The first faint stirring of supreme sound's world/word-building impulse gives rise to the second stage of sound, called "visible sound." This unusual phrase needs some explanation, since visible sound is still located in the wholly subjective sphere and certainly can neither be seen by a physical eye nor heard by a physical ear. What the yogis are saying is that in this stage we have an intuitive "vision" of the world to come and what we want to say about it, but still there's still no distinct separation between self and other. We've only an intense desire to be a separate self, and to express that self in and through the other, the world of objects.
The third stage is called the "middle sound" simply because of its location in the middle of the second and fourth states, between the sheer possibility of the world/word and the world's palpable inception and sounding out. Middle sound is also known as "hidden speech" because it's associated with ideation and reason. With this stage we're finally in familiar territory. The world is now assuming a shape, with a thought-ful difference between self and other, though it's not until the fourth stage that we actually speak our minds.
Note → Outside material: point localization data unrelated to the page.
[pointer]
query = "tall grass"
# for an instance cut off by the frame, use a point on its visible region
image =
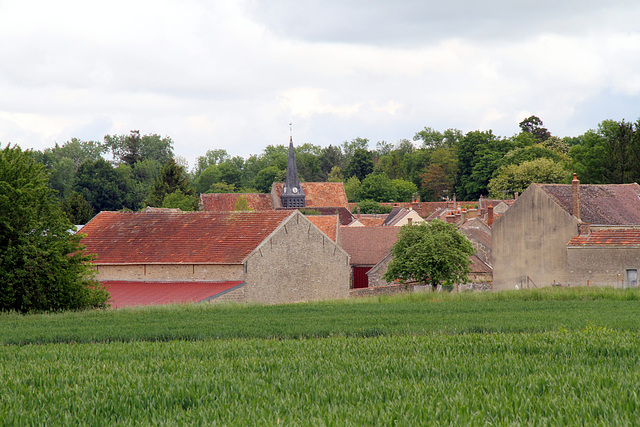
(412, 314)
(584, 377)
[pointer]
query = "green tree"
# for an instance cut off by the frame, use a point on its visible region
(378, 188)
(360, 165)
(433, 253)
(534, 126)
(404, 189)
(77, 209)
(351, 187)
(172, 177)
(42, 264)
(177, 199)
(516, 178)
(102, 185)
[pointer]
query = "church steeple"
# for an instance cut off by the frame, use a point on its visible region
(292, 195)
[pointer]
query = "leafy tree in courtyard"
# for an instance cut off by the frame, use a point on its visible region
(42, 266)
(433, 253)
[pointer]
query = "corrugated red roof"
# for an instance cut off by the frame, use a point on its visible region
(130, 294)
(318, 194)
(328, 224)
(607, 237)
(226, 202)
(612, 204)
(368, 245)
(178, 238)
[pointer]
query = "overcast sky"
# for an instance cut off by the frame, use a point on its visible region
(233, 74)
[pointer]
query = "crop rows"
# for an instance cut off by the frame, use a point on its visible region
(455, 314)
(563, 377)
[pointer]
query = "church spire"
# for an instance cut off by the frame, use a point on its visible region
(292, 195)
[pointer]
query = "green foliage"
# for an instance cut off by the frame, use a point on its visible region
(533, 125)
(434, 253)
(42, 266)
(360, 164)
(77, 209)
(177, 199)
(172, 177)
(369, 206)
(267, 176)
(134, 148)
(516, 178)
(404, 189)
(351, 187)
(103, 186)
(378, 188)
(242, 204)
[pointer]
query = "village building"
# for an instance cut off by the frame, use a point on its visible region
(568, 235)
(265, 257)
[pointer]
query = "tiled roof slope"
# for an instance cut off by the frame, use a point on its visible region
(132, 294)
(318, 194)
(607, 237)
(178, 238)
(613, 204)
(328, 224)
(226, 202)
(368, 245)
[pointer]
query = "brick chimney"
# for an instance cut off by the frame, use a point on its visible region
(575, 196)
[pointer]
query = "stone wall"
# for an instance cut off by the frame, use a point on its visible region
(171, 272)
(601, 265)
(529, 240)
(297, 263)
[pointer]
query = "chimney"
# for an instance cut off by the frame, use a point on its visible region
(575, 196)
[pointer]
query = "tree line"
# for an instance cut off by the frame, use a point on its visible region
(133, 171)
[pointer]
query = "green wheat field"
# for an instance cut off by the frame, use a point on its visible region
(543, 357)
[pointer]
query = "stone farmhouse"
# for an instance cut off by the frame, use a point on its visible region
(266, 257)
(570, 235)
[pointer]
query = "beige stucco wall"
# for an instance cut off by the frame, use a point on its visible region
(530, 240)
(601, 266)
(171, 272)
(297, 263)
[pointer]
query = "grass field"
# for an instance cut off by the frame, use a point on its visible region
(561, 357)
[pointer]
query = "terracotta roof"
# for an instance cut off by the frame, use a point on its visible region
(178, 238)
(318, 194)
(130, 294)
(226, 202)
(368, 245)
(328, 224)
(612, 204)
(607, 237)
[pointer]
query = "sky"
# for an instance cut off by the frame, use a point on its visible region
(233, 74)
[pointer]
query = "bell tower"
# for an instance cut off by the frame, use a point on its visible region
(292, 195)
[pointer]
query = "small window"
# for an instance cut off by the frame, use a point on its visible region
(632, 279)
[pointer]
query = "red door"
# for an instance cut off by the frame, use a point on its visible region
(360, 278)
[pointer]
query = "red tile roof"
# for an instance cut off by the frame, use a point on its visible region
(226, 202)
(368, 245)
(613, 204)
(130, 294)
(328, 224)
(607, 237)
(178, 238)
(318, 194)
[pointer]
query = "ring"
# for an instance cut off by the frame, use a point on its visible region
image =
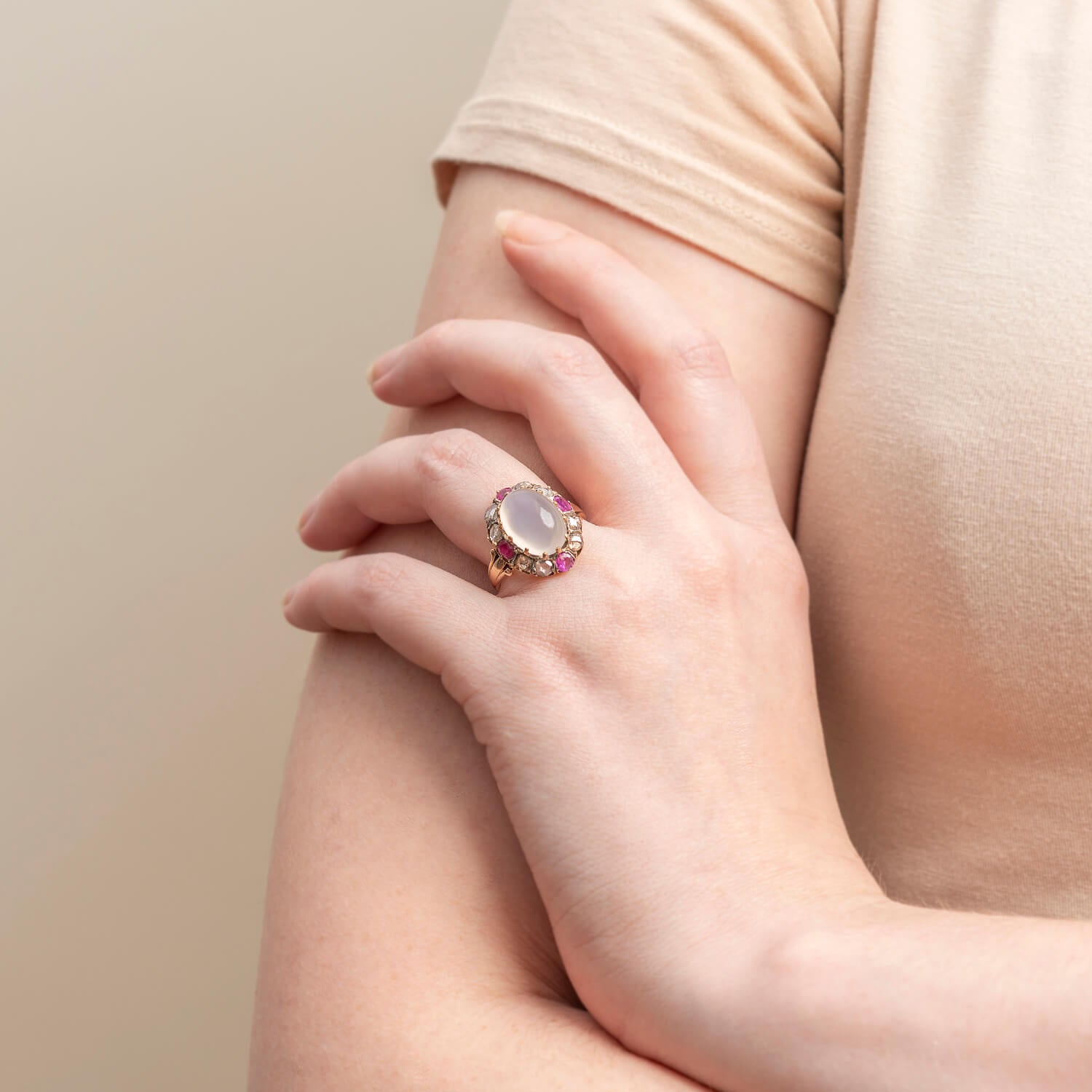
(533, 530)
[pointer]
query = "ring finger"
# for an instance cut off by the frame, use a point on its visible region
(589, 427)
(449, 478)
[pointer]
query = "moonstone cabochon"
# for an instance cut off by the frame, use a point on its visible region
(532, 521)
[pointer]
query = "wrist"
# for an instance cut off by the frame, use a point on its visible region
(804, 995)
(727, 1013)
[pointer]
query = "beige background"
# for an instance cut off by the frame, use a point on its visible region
(212, 215)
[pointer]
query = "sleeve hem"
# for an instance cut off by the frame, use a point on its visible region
(649, 181)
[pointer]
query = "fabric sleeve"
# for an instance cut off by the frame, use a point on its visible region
(716, 120)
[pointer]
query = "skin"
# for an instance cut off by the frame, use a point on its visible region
(724, 927)
(405, 941)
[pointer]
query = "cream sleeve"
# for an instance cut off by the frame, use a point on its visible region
(716, 120)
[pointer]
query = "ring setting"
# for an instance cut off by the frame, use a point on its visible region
(534, 530)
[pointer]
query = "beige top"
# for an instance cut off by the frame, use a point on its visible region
(923, 170)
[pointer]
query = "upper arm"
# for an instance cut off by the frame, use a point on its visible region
(403, 930)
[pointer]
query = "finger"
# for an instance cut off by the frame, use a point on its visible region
(589, 427)
(449, 478)
(678, 368)
(430, 616)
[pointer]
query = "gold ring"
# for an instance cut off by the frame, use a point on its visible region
(533, 530)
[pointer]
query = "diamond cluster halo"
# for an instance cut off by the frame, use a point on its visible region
(533, 530)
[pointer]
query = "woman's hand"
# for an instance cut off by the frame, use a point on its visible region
(650, 716)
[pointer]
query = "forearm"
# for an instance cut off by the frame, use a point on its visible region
(913, 998)
(404, 945)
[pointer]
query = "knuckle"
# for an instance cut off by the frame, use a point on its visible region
(446, 452)
(378, 576)
(570, 357)
(700, 355)
(771, 563)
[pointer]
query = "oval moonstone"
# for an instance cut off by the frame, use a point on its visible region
(532, 521)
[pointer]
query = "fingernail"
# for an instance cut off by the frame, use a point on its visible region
(528, 227)
(308, 513)
(381, 366)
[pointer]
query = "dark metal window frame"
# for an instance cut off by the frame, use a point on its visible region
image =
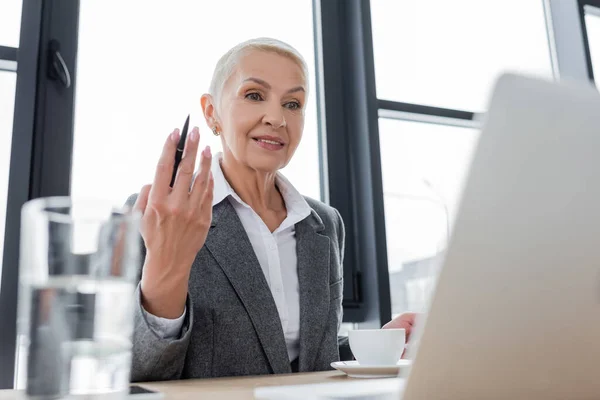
(352, 112)
(8, 59)
(41, 148)
(582, 5)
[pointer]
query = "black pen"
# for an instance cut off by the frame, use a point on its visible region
(179, 151)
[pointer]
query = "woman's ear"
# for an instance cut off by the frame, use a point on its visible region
(209, 110)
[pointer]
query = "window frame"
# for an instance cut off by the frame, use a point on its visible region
(41, 148)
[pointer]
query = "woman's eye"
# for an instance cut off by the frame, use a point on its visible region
(254, 96)
(293, 105)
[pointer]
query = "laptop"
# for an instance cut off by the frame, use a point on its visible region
(516, 309)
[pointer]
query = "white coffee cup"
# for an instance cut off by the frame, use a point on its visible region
(377, 346)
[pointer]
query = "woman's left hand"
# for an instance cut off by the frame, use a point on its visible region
(404, 321)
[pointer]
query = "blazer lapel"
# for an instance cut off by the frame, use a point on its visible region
(313, 254)
(228, 243)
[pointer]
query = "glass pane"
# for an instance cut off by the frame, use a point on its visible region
(592, 24)
(10, 22)
(135, 85)
(8, 83)
(423, 168)
(448, 53)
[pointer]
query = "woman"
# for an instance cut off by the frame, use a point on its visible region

This last stage is called, appropriately enough, "corporeal sound," sound that at last has a "body" as the world/word. Corporeal sound, whether random or organized, is the sound of Western science and the everyday world, including human speech. This gradual emergence of everyday sound from its soundless source has been compared to the process of human birth, in which the child first exists only as an abstraction in the loving thoughts of its parents, then as a fertilized egg, then as a fetus, and finally as a neonate. Like every living creature, every sound is rooted in and infused with some quality of its "parent," supreme sound, and every sound we make is a "child" of ours, and so a little world-creation.